Co-organized by the Museum of Fine Arts, Houston, and the Museu de Arte de São Paulo in collaboration with the National Gallery of Art, Washington, DC; US tour curated by Kanitra Fletcher of the NGA, where the team also included Molly Donovan and Steven Nelson.

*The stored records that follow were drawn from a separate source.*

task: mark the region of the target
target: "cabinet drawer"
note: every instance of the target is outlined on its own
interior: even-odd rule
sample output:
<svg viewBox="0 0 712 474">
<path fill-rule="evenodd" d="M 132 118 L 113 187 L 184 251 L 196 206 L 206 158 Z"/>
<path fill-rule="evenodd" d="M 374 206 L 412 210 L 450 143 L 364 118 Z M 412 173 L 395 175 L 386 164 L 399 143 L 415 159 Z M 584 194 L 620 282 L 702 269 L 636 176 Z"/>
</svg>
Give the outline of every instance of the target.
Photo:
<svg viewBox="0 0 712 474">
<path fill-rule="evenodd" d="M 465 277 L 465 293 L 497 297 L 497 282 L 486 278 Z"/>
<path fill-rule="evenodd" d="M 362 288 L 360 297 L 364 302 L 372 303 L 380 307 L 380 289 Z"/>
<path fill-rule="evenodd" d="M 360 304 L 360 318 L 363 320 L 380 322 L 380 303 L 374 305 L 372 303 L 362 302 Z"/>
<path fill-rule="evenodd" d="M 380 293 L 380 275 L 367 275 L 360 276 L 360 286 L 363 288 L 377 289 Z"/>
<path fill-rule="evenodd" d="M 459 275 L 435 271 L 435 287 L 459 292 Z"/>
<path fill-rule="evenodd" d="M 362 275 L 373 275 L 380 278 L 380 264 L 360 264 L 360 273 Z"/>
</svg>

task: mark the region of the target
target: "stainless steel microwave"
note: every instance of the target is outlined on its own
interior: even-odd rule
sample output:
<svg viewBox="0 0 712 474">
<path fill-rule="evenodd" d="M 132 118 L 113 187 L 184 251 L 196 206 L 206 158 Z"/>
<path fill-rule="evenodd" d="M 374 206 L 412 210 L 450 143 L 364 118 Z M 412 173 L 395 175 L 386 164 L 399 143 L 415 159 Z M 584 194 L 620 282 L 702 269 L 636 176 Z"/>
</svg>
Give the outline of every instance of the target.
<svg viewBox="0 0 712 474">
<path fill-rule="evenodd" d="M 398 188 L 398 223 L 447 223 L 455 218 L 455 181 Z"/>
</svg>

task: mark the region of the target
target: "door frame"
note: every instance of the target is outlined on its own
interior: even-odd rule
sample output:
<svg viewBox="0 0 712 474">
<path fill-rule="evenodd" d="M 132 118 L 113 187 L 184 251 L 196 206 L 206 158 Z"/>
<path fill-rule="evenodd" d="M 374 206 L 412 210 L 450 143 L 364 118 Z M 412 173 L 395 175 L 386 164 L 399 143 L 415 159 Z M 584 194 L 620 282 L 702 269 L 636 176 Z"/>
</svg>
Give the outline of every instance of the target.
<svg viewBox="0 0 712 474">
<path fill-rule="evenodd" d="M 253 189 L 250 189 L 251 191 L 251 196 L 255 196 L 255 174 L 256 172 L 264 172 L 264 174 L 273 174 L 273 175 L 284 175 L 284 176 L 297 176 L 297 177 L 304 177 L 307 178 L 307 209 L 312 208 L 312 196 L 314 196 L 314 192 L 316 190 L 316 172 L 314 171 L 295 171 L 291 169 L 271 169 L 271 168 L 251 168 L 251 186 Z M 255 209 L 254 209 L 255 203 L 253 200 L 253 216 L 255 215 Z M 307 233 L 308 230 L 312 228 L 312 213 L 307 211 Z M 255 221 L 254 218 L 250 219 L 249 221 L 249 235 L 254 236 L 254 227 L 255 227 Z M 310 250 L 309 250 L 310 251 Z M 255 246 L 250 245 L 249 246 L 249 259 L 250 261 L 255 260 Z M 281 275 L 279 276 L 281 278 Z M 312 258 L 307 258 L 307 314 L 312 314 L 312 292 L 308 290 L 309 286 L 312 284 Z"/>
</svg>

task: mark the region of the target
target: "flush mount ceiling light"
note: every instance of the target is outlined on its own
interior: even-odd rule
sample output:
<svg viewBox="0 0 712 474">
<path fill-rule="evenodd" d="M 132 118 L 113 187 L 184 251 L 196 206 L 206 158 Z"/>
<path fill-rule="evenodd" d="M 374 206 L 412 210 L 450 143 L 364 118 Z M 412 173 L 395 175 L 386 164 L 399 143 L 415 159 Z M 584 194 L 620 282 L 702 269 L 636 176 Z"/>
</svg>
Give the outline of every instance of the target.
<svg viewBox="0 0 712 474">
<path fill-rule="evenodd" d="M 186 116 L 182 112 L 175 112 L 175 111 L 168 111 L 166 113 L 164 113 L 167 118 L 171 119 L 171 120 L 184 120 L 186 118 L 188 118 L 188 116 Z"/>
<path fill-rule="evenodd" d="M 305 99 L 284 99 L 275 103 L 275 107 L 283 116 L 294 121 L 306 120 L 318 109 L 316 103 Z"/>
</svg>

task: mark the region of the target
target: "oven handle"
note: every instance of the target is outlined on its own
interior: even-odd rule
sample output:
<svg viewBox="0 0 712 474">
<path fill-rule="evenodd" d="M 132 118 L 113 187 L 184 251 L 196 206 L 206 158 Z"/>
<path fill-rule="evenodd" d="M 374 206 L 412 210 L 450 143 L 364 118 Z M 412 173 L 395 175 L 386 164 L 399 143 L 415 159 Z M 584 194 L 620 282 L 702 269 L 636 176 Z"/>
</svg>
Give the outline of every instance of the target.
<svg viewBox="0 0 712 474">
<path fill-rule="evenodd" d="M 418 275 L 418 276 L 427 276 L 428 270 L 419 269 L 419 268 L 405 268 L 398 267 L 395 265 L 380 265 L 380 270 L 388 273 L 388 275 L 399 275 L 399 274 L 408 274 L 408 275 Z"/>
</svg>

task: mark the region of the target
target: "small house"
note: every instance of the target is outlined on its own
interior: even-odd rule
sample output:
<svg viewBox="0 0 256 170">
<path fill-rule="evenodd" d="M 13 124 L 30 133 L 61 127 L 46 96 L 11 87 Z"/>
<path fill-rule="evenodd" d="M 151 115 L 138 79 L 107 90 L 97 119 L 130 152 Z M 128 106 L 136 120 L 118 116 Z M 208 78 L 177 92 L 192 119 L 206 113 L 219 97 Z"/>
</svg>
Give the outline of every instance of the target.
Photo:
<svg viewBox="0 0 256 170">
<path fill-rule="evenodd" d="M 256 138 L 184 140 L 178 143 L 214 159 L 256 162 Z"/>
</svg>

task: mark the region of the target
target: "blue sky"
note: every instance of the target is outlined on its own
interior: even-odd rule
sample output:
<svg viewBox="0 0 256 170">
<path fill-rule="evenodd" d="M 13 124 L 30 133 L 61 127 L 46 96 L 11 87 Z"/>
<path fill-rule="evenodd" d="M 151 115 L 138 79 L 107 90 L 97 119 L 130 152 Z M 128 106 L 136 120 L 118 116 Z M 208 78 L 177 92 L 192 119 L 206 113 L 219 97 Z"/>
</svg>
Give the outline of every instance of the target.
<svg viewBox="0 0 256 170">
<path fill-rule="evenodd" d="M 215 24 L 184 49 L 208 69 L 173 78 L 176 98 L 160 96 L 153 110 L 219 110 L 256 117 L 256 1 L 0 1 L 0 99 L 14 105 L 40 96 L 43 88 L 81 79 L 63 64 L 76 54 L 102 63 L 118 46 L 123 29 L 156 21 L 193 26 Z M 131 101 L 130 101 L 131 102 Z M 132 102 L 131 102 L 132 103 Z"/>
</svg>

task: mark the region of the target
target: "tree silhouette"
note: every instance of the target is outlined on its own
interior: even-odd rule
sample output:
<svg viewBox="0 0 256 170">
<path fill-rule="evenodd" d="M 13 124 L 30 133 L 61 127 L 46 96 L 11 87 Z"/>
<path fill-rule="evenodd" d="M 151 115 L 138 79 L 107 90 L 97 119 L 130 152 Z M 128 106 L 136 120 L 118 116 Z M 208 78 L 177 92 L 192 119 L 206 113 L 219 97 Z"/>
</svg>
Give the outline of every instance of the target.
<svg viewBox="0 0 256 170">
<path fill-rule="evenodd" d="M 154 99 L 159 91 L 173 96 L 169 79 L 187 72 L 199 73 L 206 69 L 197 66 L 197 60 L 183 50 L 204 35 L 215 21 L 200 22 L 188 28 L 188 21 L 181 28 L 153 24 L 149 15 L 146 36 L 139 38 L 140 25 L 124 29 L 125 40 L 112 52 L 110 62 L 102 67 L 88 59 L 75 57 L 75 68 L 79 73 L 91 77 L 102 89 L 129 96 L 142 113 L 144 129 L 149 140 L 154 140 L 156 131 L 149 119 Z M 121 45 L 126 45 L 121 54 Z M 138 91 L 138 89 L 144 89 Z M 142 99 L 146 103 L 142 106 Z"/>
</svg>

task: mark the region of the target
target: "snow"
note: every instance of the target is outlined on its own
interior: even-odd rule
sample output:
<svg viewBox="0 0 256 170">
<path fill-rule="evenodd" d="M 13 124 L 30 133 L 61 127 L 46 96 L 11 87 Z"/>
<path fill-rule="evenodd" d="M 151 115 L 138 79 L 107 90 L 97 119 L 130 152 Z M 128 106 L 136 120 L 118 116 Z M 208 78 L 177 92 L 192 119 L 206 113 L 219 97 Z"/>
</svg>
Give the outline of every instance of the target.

View of “Afro-Atlantic Histories,” 2022, National Gallery of Art, Washington, DC. Foreground: Flávio Cerqueira, Amnésia, 2015. Background, from left: Ben Enwonwu, Boy, ca. 1945; Zanele Muholi, Ntozakhe II, (Parktown), 2016. Photo: Robert Shelley.

10
“LOOPHOLE OF RETREAT: VENICE” (59TH VENICE BIENNALE; ORGANIZED BY RASHIDA BUMBRAY WITH TINA CAMPT AND SAIDIYA HARTMAN)

After Simone Leigh transformed the US pavilion at the Venice Biennale by adding thatched raffia to the facade of its white Jeffersonian columns, and after she made the sculptures that both began and ended the main exhibition’s magisterial parcours, she set out to create a refuge, a space for Black women to assemble. And assemble they did. Over the three-plus days of this symposium, dozens of artists working across genres were offered carte blanche to share their ideas. Capping off the celebrations, Lorraine O’Grady proclaimed, “We are no longer afraid of being lonely. . . . This movement is unstoppable.”

Lorraine O’Grady speaking at Simone Leigh’s “Loophole of Retreat: Venice,” Fondazione Giorgio Cini, Venice, October 9, 2022. Photo: Claudia Rossini.